アジア旅行記 1997年7月19日 トルコ(カフタ~アンタクヤ)

旅日記

1997年7月19日(土) Kahta ⇒ Antakya    晴

深夜1時過ぎに目を覚まし、AM2時のツアー出発に備える。バンに乗り込み、ネムルト山に向かう。途中ティータイム等を含め、AM5時前にはネムルト山に到着。Kahtaを出てすぐに、多分石油を採掘しているであろう巨大な機械類を見る。今日は満月に近く、月に浮かび上がる風景はとても幻想的に感じた。

ネムルト山に到着して山を登る。頂上まで15分くらいであろうか、急な坂を息を切らして登っていく。少し到着が遅く、登っている途中に、あの大きなオレンジ色をした素晴らしい月は、西の空の彼方へと消えて行ってしまった。この月をゆっくりと楽しむことができなかったのは残念だった。

真夏とはいえ、さすがに山頂は2,150mもあり、とても寒い。乾燥地帯の夜から朝にかけては夏でも冷える。台風のような強風が吹きすさび、体温をどんどん奪っていく。フリースとウィンドブレーカーを持って行ったが、それでも寒くて仕方がなかった。ツアー客の中には、Tシャツのままの人もいたが、相当に堪えたことだろう。

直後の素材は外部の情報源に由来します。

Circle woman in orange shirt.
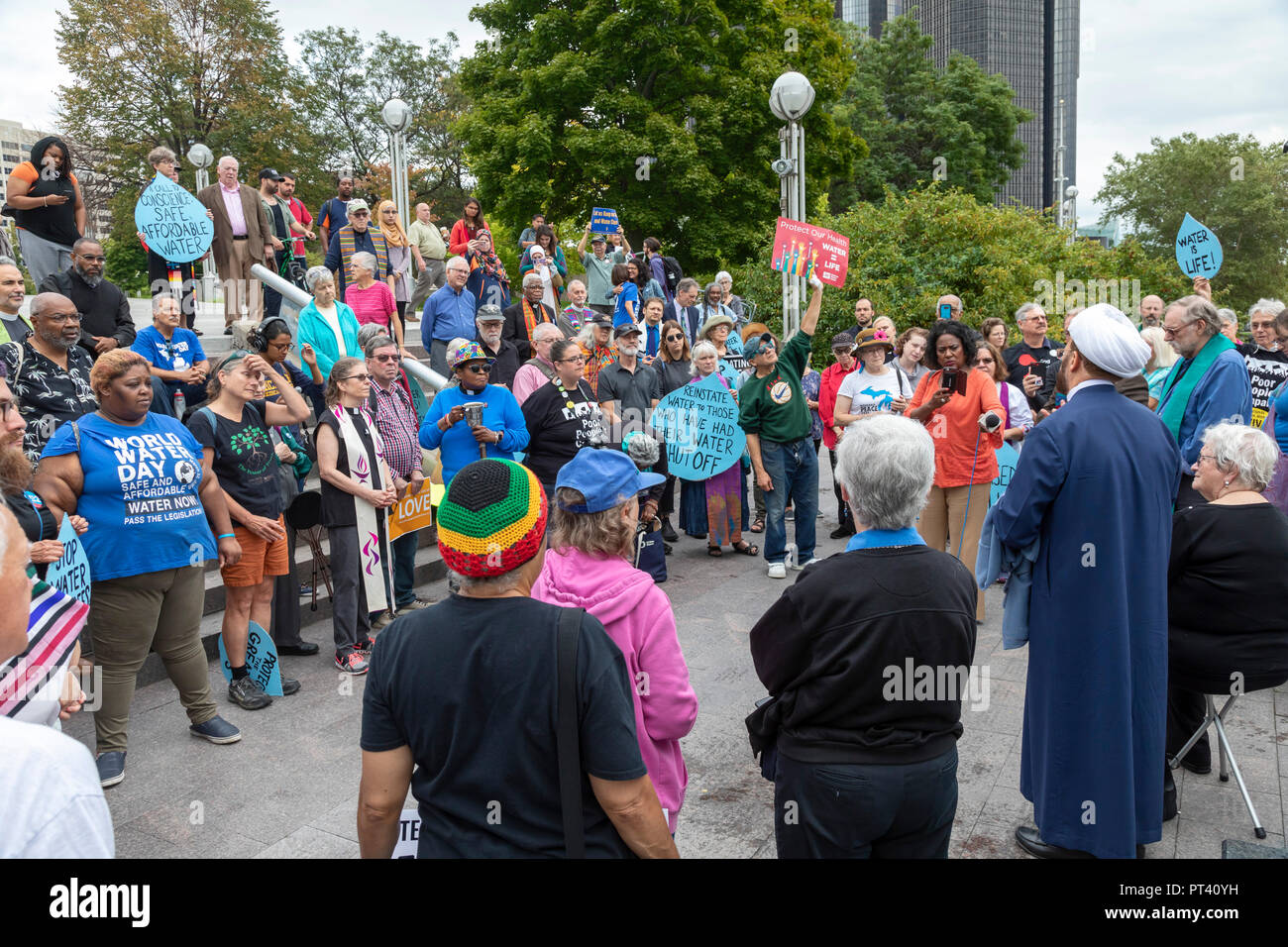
[906,320,1002,621]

もう東の空は明るくなり始めている。ユーフラテス川の源流が光を反射して美しい。少しずつ日が昇ってくる。コンマゲネ王国のアンティオコス1世の体や、ゼウスやアポロ等ギリシャの神々の体、そして地震によって落ちてしまったそれぞれの頭を少しずつ赤く染めていく。

神々の胴体の後ろには、小高く作られた古墳の山が聳え、その後ろにはどこまでも青い空と光輝く星が見えている。素晴らしい光景が広がるが、残念なことに、寒さでカメラの電池が機能せず、シャッターが押せない。

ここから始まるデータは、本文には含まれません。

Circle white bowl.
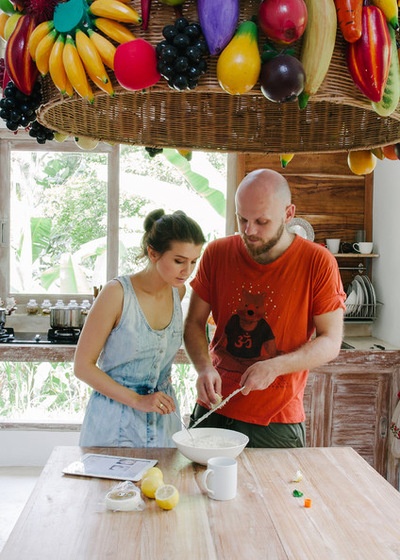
[172,428,249,465]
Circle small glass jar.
[81,299,91,310]
[26,299,39,315]
[40,299,51,315]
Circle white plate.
[362,275,376,318]
[286,218,315,241]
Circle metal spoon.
[192,385,245,429]
[172,410,195,445]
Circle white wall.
[0,429,79,467]
[367,159,400,347]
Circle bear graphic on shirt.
[225,291,277,359]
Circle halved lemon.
[140,475,164,499]
[155,484,179,509]
[143,467,164,478]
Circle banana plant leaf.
[31,218,52,263]
[163,148,226,218]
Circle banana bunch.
[28,0,142,103]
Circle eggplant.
[197,0,240,55]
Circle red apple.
[258,0,308,45]
[114,39,161,91]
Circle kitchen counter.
[0,336,399,364]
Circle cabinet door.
[326,372,391,476]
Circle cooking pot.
[50,305,86,330]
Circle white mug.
[202,457,237,500]
[325,239,340,253]
[353,241,374,255]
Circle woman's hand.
[132,391,176,414]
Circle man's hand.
[196,368,222,408]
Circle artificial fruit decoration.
[347,150,377,175]
[299,0,337,109]
[4,14,39,95]
[114,39,161,91]
[260,46,305,103]
[258,0,308,45]
[335,0,363,43]
[197,0,240,55]
[347,5,392,103]
[217,21,261,95]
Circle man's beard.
[242,220,285,263]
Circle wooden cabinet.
[304,351,400,488]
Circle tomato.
[258,0,308,45]
[114,39,161,91]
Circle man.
[185,169,345,447]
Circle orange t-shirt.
[191,235,345,426]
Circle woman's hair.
[140,208,205,258]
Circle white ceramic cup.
[202,457,237,500]
[325,239,340,253]
[353,241,374,255]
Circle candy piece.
[293,471,303,482]
[293,490,303,498]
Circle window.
[0,134,227,303]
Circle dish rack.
[344,302,381,323]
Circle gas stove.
[0,327,81,344]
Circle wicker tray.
[38,0,400,153]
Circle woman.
[74,210,205,447]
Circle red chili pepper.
[141,0,151,30]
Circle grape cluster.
[29,121,54,144]
[156,17,208,91]
[145,146,164,157]
[0,81,54,144]
[0,82,42,131]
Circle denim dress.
[79,276,183,447]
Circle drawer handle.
[380,416,388,439]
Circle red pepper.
[347,6,391,102]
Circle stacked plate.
[345,274,376,321]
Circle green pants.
[189,404,306,447]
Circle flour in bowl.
[185,432,239,449]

西側にまわると、また同じように神々がいるのだが、こちらの方は4~5体分の頭部がほとんど損傷なく立っており、異様な雰囲気を醸し出している。とにかく寒かったが、来て良かったと思わせる何かがあった。

山を下りて、次のコンマゲネ王朝の夏の離宮(エスキカフタ)へと向かう。ここもまた急な丘の上に建っていて、坂を上るのになかなか骨が折れる。ここまで来たら、さすがに気温も上がり暑くなってきた。寒かったり、暑かったり、山を登ったり、ハードなツアーだ。ここには、アンティオコス1世の父ミトリダテス王が、ヘラクレス神から王位を授かり握手しているレリーフがあり一見の価値がある。しかしカメラが機能しない。

離宮の西には1,300年代マムルーク朝の城跡、イエニ・カレが険しい岩山の上に建っていた。他、コンマゲネ王朝の墓カラクシュや、ローマ時代の紀元200年ころのローマ橋ジェンデレ橋などを見学。午前9時頃にホテルへと戻る。道沿いにはつつじに似た花が咲き誇り、羊たちが群れを成す。そんなすばらしい風景を見ることができてとても良かった。

午前9時半のメルシン行のバスにどうにか間に合う。14時頃にオスマニエに着き、ドルムシュでイスケンデルンまで行く。このドルムシュの中で、トルコ人の母親たちと知り合う。ひとりは大学卒で英語が話せる、2才の男の子の母親。イズミール出身の旦那さんがいて、今はAdiyamanに住んでいるが、いとこの結婚式のために来たのだそうだ。もうひとりは2人の子ども、12才と4才くらいの娘を連れている。祖父も一緒だ。母娘共にとても明るく、好奇心旺盛だった。12才の女の子は指に障害があるが、そんなことはまったく気にしない明るい子だった。もうひとりは、10才くらいの男の子の母親。スカーフをしていて伝統的な感じがした。男の子はとても恥ずかしがり屋なのか、ほとんどしゃべらなかったが、とても温かい感じの母子だった。車中で写真を撮って、いつか送ってあげることにする。

イシュケンデルムでまた乗り換え。大卒の母親が、いろいろと手伝ってくれたため、スムーズに乗り換えることができてありがたかった。アンタクヤに着いたのは、もう17時近くになっていた。イシュケンデルム近辺の海沿いには工場が建ち並び、煙がもうもうと噴き出していた。自然の中を通ってきた身にとっては、胸が苦しくなりそうな、何か悲しい気分にさせるものだった。

アンタクヤは昔のアンティオキアだ。世界史によく出てくる都市だ。オトガル(バスステーション)からかなり歩き回ってホテルを探す。1泊2,000,000TL(トイレ・シャワー付)のGuneyホテルに決める。妻はハードスケジュールが祟ってか、体調を崩してしまった。アンタクヤは湿度が高く、とても暑く感じる。